Changing the threshold of query milestones is not supported on the Appliance platforms. If you find the thresholds are not suitable for the type of work you are performing, or if reductions in priority are happening too quickly for you and you would prefer to disable the query milestone functionality, there is an operating system command that can be issued to turn off demotions. This is an all-or-nothing setting that will disable all defined query milestones, and it will require a restart.
To remove query milestones: schmon -G DEFAULTSETTINGS
To revert back to query milestones: schmon -G CLEAR
Remember that a restart will be required for this change to take effect.
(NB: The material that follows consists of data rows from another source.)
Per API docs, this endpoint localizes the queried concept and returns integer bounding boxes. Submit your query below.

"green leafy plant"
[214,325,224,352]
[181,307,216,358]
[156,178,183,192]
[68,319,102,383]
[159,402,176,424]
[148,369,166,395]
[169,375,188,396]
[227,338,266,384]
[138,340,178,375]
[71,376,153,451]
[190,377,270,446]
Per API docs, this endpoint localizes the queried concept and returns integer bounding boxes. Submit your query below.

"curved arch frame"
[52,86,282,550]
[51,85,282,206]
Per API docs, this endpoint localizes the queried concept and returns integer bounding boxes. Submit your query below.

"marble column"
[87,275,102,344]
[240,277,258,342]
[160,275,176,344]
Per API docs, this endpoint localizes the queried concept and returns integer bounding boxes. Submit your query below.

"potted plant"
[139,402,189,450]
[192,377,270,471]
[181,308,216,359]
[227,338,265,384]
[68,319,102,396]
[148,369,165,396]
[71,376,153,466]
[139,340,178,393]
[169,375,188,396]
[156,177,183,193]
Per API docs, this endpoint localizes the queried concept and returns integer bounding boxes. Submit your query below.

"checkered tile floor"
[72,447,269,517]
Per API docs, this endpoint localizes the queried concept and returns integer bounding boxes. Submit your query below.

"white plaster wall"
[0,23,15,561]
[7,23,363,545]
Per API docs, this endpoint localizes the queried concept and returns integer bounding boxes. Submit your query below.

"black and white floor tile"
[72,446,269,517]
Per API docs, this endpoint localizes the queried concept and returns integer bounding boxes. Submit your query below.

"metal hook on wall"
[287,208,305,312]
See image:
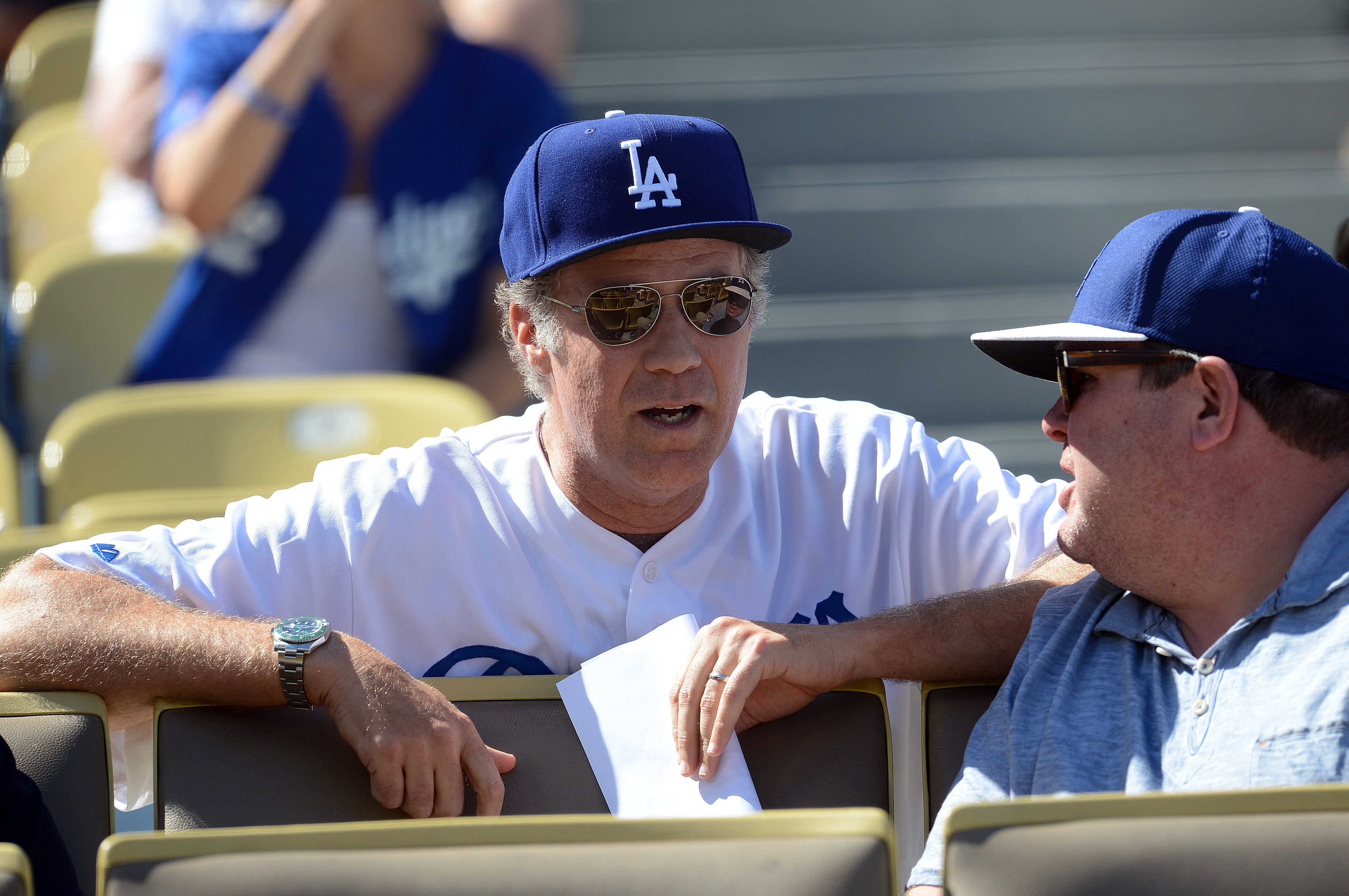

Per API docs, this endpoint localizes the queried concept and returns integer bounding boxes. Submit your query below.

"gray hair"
[496,245,770,399]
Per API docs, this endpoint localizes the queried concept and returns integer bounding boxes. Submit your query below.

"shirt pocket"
[1250,719,1349,787]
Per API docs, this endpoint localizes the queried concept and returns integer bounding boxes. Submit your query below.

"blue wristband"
[225,69,300,131]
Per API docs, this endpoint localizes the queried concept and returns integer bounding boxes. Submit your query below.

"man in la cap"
[0,113,1082,816]
[669,208,1349,888]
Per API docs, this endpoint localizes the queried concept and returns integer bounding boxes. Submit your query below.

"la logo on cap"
[618,140,681,209]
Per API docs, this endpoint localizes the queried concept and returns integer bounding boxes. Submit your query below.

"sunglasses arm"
[543,295,585,311]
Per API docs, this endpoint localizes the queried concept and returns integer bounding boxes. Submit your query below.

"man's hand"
[670,616,854,777]
[305,632,515,818]
[0,555,515,818]
[670,546,1091,777]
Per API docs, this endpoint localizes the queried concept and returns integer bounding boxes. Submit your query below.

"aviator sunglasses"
[543,276,754,345]
[1054,346,1199,414]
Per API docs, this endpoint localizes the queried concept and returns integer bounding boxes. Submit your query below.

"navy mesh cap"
[500,113,792,282]
[970,209,1349,389]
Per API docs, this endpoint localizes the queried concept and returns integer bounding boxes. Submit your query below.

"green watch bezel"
[271,616,332,644]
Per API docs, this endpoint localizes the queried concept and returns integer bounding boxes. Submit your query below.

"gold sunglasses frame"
[543,274,754,349]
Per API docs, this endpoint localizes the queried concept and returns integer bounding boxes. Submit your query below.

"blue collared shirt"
[908,492,1349,887]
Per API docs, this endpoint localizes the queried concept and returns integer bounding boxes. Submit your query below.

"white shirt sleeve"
[39,463,362,808]
[899,423,1067,598]
[89,0,175,73]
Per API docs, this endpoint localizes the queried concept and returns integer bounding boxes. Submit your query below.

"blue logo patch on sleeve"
[791,591,857,625]
[422,644,553,678]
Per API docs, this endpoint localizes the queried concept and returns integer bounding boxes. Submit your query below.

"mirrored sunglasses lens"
[680,278,750,336]
[585,286,661,345]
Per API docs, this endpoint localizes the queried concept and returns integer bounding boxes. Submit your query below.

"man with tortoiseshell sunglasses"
[0,112,1086,816]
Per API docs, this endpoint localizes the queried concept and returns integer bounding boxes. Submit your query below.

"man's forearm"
[0,555,285,729]
[830,552,1091,682]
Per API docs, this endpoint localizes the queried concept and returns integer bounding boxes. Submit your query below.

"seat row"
[8,675,894,895]
[8,676,1349,896]
[0,373,492,569]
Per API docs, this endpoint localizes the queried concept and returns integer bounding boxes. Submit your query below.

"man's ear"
[510,302,553,376]
[1190,356,1241,451]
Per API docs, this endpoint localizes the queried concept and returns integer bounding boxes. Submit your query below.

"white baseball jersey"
[42,392,1063,804]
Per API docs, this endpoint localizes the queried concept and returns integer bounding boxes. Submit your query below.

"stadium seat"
[155,675,892,830]
[41,373,492,520]
[0,525,66,573]
[99,808,894,896]
[8,236,181,450]
[0,843,32,896]
[946,784,1349,896]
[0,691,113,893]
[4,3,99,121]
[0,428,22,528]
[0,100,108,271]
[923,682,998,830]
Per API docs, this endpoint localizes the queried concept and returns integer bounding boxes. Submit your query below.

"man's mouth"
[642,404,697,424]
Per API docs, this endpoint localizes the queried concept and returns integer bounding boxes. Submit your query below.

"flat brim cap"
[970,321,1148,380]
[500,115,792,282]
[971,206,1349,389]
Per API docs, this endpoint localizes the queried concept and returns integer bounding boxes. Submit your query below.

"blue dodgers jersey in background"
[132,30,566,383]
[1068,209,1349,389]
[500,115,792,280]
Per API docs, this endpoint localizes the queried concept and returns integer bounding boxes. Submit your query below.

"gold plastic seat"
[9,236,181,450]
[946,784,1349,896]
[99,808,894,896]
[0,100,108,279]
[4,3,99,121]
[0,843,32,896]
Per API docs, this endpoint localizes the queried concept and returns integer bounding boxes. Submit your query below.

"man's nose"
[1040,398,1068,445]
[642,297,703,373]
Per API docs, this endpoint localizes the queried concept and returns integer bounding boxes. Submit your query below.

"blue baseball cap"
[970,206,1349,389]
[500,112,792,282]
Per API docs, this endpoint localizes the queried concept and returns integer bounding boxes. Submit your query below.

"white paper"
[557,614,760,818]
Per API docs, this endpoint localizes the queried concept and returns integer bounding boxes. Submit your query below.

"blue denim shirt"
[908,492,1349,887]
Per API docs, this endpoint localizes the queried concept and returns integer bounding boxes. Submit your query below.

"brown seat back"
[0,691,113,893]
[103,810,894,896]
[946,784,1349,896]
[155,675,890,830]
[0,843,32,896]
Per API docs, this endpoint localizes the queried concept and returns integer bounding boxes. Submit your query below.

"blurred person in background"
[83,0,574,252]
[0,738,80,896]
[84,0,565,410]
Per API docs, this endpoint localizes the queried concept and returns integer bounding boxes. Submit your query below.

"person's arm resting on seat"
[0,554,515,818]
[670,547,1091,775]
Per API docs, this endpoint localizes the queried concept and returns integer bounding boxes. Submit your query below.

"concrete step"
[927,420,1072,480]
[577,0,1349,53]
[750,152,1349,292]
[749,283,1076,424]
[566,34,1349,165]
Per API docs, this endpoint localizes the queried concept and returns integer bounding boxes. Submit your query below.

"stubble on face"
[543,240,749,532]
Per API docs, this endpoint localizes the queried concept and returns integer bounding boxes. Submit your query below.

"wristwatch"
[271,616,331,709]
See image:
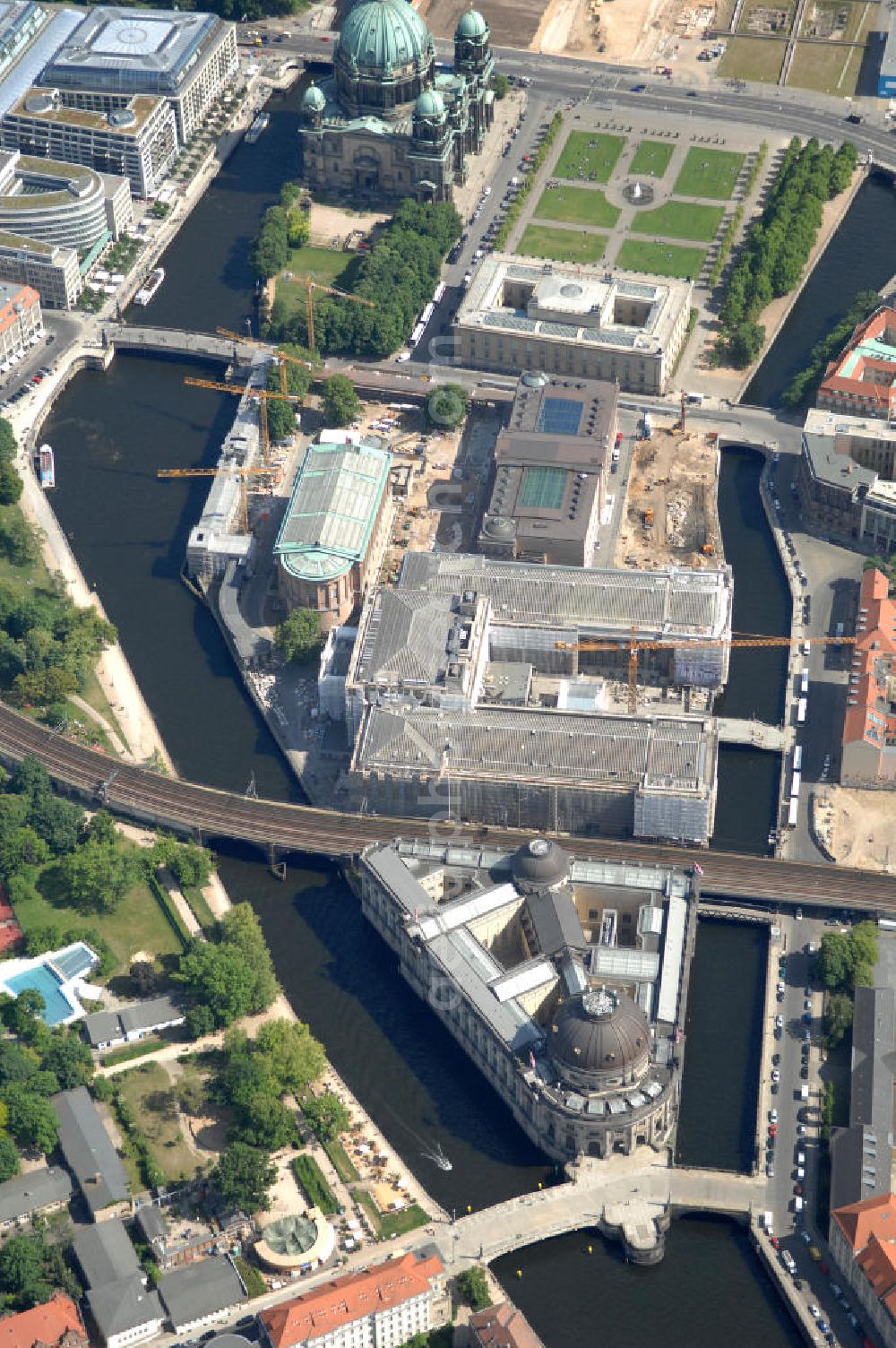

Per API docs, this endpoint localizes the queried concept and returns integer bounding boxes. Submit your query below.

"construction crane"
[184,376,299,458]
[214,327,318,395]
[299,276,376,350]
[156,468,271,534]
[554,628,856,716]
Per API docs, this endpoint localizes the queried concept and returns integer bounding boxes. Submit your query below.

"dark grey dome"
[548,988,650,1077]
[512,838,570,893]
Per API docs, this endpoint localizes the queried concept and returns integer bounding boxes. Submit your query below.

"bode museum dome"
[300,0,495,203]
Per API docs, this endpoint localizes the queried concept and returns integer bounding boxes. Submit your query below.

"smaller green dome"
[414,89,444,117]
[454,10,489,39]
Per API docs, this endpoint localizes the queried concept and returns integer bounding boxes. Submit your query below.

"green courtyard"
[554,131,625,182]
[631,201,725,243]
[516,225,607,262]
[532,186,620,229]
[616,238,706,281]
[629,140,675,178]
[672,145,745,201]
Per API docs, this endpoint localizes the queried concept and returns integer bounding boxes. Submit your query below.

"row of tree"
[781,289,880,407]
[265,201,461,359]
[719,136,857,368]
[249,182,310,281]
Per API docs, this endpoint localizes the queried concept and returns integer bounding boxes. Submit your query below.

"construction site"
[616,399,724,570]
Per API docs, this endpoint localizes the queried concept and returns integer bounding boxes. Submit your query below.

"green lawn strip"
[292,1155,340,1217]
[16,863,182,981]
[672,145,745,201]
[115,1062,197,1181]
[616,238,706,279]
[181,885,217,930]
[631,201,725,243]
[554,131,625,182]
[323,1137,361,1184]
[99,1034,164,1067]
[351,1189,430,1240]
[532,185,620,229]
[516,225,607,262]
[629,140,675,178]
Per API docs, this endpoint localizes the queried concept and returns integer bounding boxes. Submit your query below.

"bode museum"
[300,0,495,201]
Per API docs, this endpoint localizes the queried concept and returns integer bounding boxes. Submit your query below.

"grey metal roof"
[158,1255,246,1333]
[0,1166,72,1225]
[72,1217,140,1287]
[51,1086,129,1214]
[399,551,732,637]
[353,706,714,792]
[88,1274,164,1341]
[83,996,184,1049]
And you must have operating system root privileges to execute either of those commands. The commands must be submitted from the operating system prompt.
When considering whether you want to keep the milestones on or turn them off, ask yourself these questions:
- Do most of the queries that you wish to execute at the Rush (highest) and High (next highest) priorities complete using less than 10 seconds of CPU per node? If so, the query milestones will be helpful to you because they will get the other, longer, work out of the high priority grouping before they slow the short work down very much.
- Do most of the queries you expect to run in the Rush (highest) and High (next highest) priorities complete using more than 10 seconds of CPU per node? If so, they query milestone is providing less value, since if most work is demoted, the benefit of having different priorities is reduced.
- Do you expect most queries that start in Rush, High or Medium to require more than 200 CPU seconds per node? If so, then query milestones are serving no value, since most of the work will end up running in Low and you will have lost all priority differentiation.